# Looking for advice on what camper type/size to buy.



## Guest (Apr 13, 2010)

Hi all, newbie here, and my wife and I need a lot of advice on what camper trailer to buy. We will be traveling from Michigan via North Carolina and on to Fla. and living in it during January and February while visiting relatives. Two problems here, the wife wants all the comforts and lots of floor space, but the pull vehicle is a 2009 Ford Edge, V6, all wheel drive w/ level one tow package, limiting us, I'm sure. Dry weight capacity, according to the vehicle's handbook, is 3,000#, but I've also read 2,000#, a big discrepency. Purchase price should not exceed $10,000US.

Are fiberglass lighter? Better? Is that where we should begin looking? I'm a tent camper, but that's not an option here.

Many thanks all. I'm finding many good threads here and some really good info, but none with our specific limitations.

David


----------



## l2l (Jan 27, 2008)

Your Tow Vehicle is really going to limit you.

I would look at a larger Pop Up or maybe even a high low.


----------



## happiestcamper (Mar 6, 2008)

Welcome aboard :welcome:

You're not getting anything like the wife is describing with that tow vehicle. You're almost better off getting a Class A or C and towing the Edge behind it.


----------



## bobrussell (Jul 13, 2009)

i couldn't see doing a couple of months or more in something that i could pull behind a ford edge, i'm sure it could be done, i just wouldn't want to.

looks to me like the edge would be better suited for a pop-up or Casita Travel Trailers - America's Favorite Lightweight Travel Trailers | Lightweight, Aerodynamic, Durable, Easy-to-Tow, High-Fuel Efficiency but it sounds like your wife wants something on the lines of a fifth wheel.

anyhow, sounds like you got a lot of looking around to do, good luck and this is a good place to knock around ideas. :10220:


----------



## jackw (Jun 5, 2008)

Dave:

You really have 2 issues here. The first is the tow vehicle. I agree with 2 that you will probably have to get a pop-up (PUP).
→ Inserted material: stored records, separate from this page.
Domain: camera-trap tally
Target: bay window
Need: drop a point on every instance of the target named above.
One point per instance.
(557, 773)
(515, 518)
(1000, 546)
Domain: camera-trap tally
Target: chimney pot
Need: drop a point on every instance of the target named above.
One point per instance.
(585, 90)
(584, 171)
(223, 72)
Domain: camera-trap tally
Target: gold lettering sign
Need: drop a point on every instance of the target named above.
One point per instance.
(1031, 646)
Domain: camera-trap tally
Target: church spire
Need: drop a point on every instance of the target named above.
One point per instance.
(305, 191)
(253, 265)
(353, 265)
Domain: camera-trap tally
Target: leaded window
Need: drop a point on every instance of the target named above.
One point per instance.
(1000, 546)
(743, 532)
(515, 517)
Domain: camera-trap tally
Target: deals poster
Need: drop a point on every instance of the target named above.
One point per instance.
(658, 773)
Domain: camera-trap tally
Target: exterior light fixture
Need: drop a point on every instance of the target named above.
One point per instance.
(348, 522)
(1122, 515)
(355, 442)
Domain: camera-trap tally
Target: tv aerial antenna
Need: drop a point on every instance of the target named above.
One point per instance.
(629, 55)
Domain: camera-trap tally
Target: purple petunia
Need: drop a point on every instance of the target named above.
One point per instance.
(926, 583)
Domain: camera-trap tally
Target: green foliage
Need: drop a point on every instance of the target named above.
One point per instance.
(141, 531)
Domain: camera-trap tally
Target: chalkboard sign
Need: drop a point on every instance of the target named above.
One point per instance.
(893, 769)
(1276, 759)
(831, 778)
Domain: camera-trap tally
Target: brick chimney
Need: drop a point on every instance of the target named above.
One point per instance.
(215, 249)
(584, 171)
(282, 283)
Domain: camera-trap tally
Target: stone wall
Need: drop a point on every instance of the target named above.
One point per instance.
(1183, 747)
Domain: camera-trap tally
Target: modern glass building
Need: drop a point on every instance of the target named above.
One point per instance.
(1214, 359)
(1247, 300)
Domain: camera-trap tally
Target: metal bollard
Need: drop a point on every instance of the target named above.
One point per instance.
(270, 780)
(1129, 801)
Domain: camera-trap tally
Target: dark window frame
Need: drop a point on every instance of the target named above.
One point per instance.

The second is the price. Unless you are planning on buying used, a PUP is about all you will find in the 10K price range. Going from MI, to FL, via N.C, you will encounter mountains. The edge will be kind of pushed even with a PUP. I used to have a 6 cylinder Ford F-150 and it slowed down going up the mountains with my old Coleman Destiny.

If you plan on camping long term, I would rethink my price range and priorities.

Good Luck

Jack


----------



## Guest (Apr 16, 2010)

hey thanks all, for your incite and for taking time to make recommendations. hopefully we'll have a prosperous year and can afford the comfort when the time comes!
thanks again,
david


----------



## kududundee (Feb 10, 2010)

We are extremely happy with our Fleetwood ,Highlander series Avalon. A lot of room , with a microwave oven stovetop refrigerator and freezer ,dual sinks , shower, toilet, central heat, airconditioner, although follow He Ruides advise about heating and cooling . In the summer a heat shield is a must for the canvas slide outs of a pop up in Florida. It also has a dinette slide out and dual axles for ease of towing. It might be heavy for you but check them out. 
Great places to stay , I would definitely recommend River Ranch about 20 min west of 95 on Route 60. It is the ultimate 5 star camping with 5 great swimming pools , a lot of old oak shade, boating, rodeo, swamp buggies, airfield, golf , horseback, petting zoo, shops, church, restaurant, condos, apartments, skeet shooting, archery, buffalo, line dansing , etc, The ultimate dude ranch 5 star. The best camp sites is in the 100 and 400 campsite areas. And of course KOA Cherokee in Tennessee.
Have fun
Rudie


----------



## tizzy (May 13, 2010)

Sounds like your wife wants a cottage on wheels. This could get complicated/expensive.


----------